Tuesday, October 28, 2014
The Monsters are Coming (Conclusion)
This is a short excursis (which is a discussion of a particular point in a book, usually in an appendix - or can sometimes be defined as a digression) in which I wish to offer further thoughts on one or more of the ideas I offered on Sunday.
I utilized the idea of monsters because they provide a representation of so many other things. The Mummy, vampires, zombies, and Jekyll and Hyde - they are scary in and of themselves, but they also point to larger realities.
A few years ago, I was in a conversation with a friend and mentioned a particular video game that I enjoyed. In explaining what I enjoyed about it, I said that I liked the clarity of tasks it offered. I knew my choices and I saw their ramifications. I also enjoyed fighting monsters.
They asked, "Why don't you do that in real life?" I answered, "Because zombies don't exist."
"Not like that, but there are real monsters to face."
I have pondered that for a long time. I think they were correct, too. There are plenty of monsters out there - many of our own creation. And we need to be able to face them, because if we don't, they will get the best of us.
When I was very young, my parents read a story to me called (to the best of my recollection) "The Whatsits." If that wasn't the name of the story, it was the name of the characters. It was a story of a young child who was afraid to go into a dark basement because of the monsters he believed were down there - the Whatsits.

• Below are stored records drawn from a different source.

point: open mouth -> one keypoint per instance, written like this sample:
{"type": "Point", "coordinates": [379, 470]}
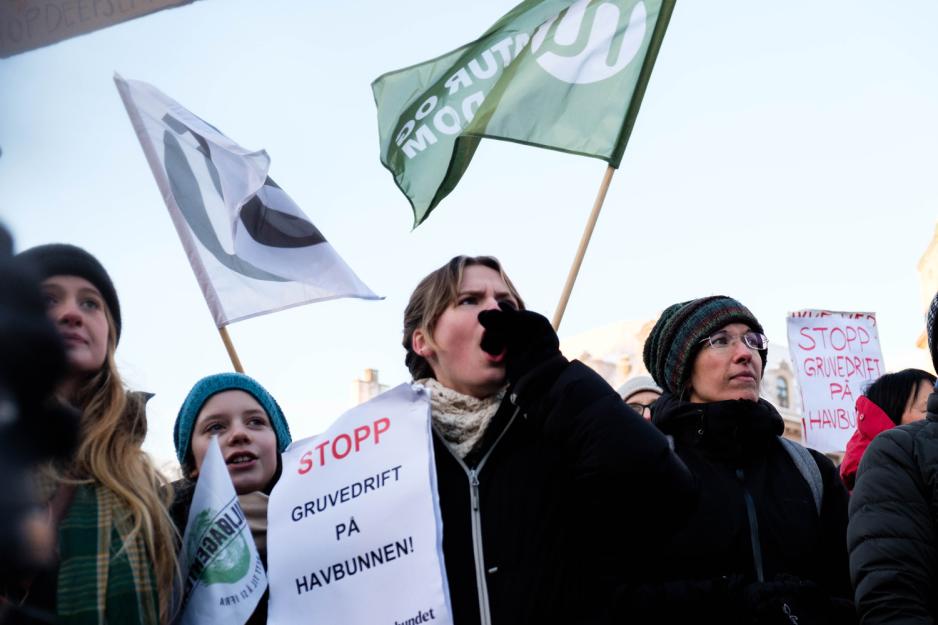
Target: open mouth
{"type": "Point", "coordinates": [496, 357]}
{"type": "Point", "coordinates": [240, 459]}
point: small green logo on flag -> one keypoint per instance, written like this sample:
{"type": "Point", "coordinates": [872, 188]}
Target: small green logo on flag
{"type": "Point", "coordinates": [231, 557]}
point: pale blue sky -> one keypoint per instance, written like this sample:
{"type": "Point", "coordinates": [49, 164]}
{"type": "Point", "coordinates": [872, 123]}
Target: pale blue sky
{"type": "Point", "coordinates": [784, 155]}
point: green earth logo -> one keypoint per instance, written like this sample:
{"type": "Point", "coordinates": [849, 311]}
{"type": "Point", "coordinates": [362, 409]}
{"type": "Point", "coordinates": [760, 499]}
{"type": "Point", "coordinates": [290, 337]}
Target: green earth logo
{"type": "Point", "coordinates": [233, 558]}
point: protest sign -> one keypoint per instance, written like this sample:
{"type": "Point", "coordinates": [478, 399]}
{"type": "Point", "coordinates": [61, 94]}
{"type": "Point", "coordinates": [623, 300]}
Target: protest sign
{"type": "Point", "coordinates": [836, 355]}
{"type": "Point", "coordinates": [354, 530]}
{"type": "Point", "coordinates": [29, 24]}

The artist depicted them as giant creatures. But as the story progressed and the child learned to face his fears, the Whatsits got smaller and smaller until he was no longer even able to see them. My father used to let me know when my fears were getting the best of me by saying "You're letting the Whatsits get bigger." Perhaps as those who seek to do the will of God, we might also find ourselves letting our fears get too big to face.

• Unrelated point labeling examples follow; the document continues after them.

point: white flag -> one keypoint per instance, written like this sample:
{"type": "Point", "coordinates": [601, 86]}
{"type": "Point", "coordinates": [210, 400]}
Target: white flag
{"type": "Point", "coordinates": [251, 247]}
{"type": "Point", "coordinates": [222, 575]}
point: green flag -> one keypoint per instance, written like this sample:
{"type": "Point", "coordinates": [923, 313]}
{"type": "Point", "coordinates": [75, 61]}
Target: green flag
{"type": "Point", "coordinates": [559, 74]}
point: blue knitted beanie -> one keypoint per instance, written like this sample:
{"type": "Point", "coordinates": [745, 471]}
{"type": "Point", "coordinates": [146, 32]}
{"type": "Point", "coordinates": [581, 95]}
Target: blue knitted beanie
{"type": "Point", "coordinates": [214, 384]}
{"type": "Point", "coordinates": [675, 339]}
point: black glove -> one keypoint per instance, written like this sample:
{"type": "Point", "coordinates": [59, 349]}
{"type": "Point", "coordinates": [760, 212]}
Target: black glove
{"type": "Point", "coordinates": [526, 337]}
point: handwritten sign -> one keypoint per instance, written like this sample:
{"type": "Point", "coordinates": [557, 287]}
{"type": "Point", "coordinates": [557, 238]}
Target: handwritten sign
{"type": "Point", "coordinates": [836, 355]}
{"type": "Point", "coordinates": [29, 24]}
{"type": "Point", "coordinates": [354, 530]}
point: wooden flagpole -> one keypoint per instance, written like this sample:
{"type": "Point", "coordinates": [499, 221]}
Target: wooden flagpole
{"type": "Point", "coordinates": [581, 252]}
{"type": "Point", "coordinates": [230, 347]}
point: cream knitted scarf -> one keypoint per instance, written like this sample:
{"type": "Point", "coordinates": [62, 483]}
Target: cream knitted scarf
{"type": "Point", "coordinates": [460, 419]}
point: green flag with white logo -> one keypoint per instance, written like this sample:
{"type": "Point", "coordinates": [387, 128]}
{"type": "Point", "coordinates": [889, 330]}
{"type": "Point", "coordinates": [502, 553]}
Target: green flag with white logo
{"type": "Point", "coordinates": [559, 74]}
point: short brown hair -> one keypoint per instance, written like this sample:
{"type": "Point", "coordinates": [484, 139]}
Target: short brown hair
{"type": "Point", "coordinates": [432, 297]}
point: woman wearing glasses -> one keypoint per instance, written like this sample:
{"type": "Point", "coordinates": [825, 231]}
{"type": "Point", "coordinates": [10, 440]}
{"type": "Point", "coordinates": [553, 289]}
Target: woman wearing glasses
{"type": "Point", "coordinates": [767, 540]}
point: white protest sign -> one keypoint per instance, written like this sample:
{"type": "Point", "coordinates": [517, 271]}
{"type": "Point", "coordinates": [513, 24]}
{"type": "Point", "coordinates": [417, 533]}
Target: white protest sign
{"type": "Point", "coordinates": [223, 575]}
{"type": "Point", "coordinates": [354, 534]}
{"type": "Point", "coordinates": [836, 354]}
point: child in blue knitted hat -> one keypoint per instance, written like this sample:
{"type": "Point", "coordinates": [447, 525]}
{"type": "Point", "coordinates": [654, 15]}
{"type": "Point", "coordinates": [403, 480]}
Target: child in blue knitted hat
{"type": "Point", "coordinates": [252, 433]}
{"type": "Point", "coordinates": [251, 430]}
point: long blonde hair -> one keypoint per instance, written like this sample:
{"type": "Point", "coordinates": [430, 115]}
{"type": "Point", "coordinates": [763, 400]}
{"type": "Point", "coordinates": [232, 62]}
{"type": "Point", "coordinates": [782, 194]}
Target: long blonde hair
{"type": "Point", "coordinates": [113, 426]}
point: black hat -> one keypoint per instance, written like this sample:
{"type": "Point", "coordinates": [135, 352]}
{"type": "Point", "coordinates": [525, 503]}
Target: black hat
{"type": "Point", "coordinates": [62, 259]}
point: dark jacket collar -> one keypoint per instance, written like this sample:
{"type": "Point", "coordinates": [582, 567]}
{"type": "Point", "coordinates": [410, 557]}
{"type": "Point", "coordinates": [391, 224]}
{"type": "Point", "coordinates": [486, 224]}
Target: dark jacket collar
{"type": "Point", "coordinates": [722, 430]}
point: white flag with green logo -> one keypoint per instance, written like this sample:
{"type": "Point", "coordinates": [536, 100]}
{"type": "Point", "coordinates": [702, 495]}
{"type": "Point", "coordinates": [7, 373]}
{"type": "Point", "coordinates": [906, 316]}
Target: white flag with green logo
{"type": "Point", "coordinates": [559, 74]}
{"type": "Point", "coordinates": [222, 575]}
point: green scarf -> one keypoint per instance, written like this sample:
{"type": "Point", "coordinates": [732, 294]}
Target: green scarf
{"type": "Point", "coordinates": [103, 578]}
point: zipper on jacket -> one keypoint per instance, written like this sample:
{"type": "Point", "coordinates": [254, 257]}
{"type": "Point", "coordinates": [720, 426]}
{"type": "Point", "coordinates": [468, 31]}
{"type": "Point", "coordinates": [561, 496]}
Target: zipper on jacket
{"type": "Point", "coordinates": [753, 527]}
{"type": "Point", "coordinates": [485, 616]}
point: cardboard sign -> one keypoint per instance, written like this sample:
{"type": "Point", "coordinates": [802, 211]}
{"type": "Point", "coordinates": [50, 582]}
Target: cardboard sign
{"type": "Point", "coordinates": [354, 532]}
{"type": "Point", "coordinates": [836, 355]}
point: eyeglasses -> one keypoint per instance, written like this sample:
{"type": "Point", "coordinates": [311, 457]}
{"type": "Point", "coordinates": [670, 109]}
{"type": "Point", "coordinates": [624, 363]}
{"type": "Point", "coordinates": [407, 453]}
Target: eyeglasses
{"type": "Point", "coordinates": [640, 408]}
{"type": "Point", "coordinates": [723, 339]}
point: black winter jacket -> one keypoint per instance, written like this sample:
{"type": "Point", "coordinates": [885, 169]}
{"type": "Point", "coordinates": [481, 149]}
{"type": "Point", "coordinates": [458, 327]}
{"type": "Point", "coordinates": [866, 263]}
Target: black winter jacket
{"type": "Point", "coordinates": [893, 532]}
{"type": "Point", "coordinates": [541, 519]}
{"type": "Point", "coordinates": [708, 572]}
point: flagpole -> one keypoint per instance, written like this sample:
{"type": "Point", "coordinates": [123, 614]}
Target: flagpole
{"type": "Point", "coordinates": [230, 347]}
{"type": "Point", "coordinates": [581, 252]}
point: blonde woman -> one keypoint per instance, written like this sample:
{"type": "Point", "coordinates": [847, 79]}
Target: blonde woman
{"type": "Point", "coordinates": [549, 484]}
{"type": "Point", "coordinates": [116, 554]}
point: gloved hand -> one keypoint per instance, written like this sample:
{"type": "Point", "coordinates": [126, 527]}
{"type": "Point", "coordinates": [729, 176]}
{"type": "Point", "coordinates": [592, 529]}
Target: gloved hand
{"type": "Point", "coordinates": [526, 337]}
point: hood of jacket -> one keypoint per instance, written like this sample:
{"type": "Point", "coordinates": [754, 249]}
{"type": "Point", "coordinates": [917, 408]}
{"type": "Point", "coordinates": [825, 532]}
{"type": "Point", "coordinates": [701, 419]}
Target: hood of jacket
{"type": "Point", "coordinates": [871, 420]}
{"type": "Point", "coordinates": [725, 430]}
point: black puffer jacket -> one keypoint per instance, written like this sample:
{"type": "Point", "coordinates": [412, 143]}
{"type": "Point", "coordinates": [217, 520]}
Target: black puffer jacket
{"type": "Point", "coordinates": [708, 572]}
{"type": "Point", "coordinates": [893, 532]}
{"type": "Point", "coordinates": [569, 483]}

One of the great songs of the church is "How Firm a Foundation." I would use the second and fourth verse to close this series out:
"Fear not, I am with thee, O be not dismayed, for I am thy God and will still give the aid; I'll strengthen and help thee, and cause thee to stand upheld by my righteous, omnipotent hand."
"When through fiery trials thy pathways shall lie, my grace, all sufficient, shall be thy supply; the flame shall not hurt thee; I only design thy dross to consume, and thy gold to refine."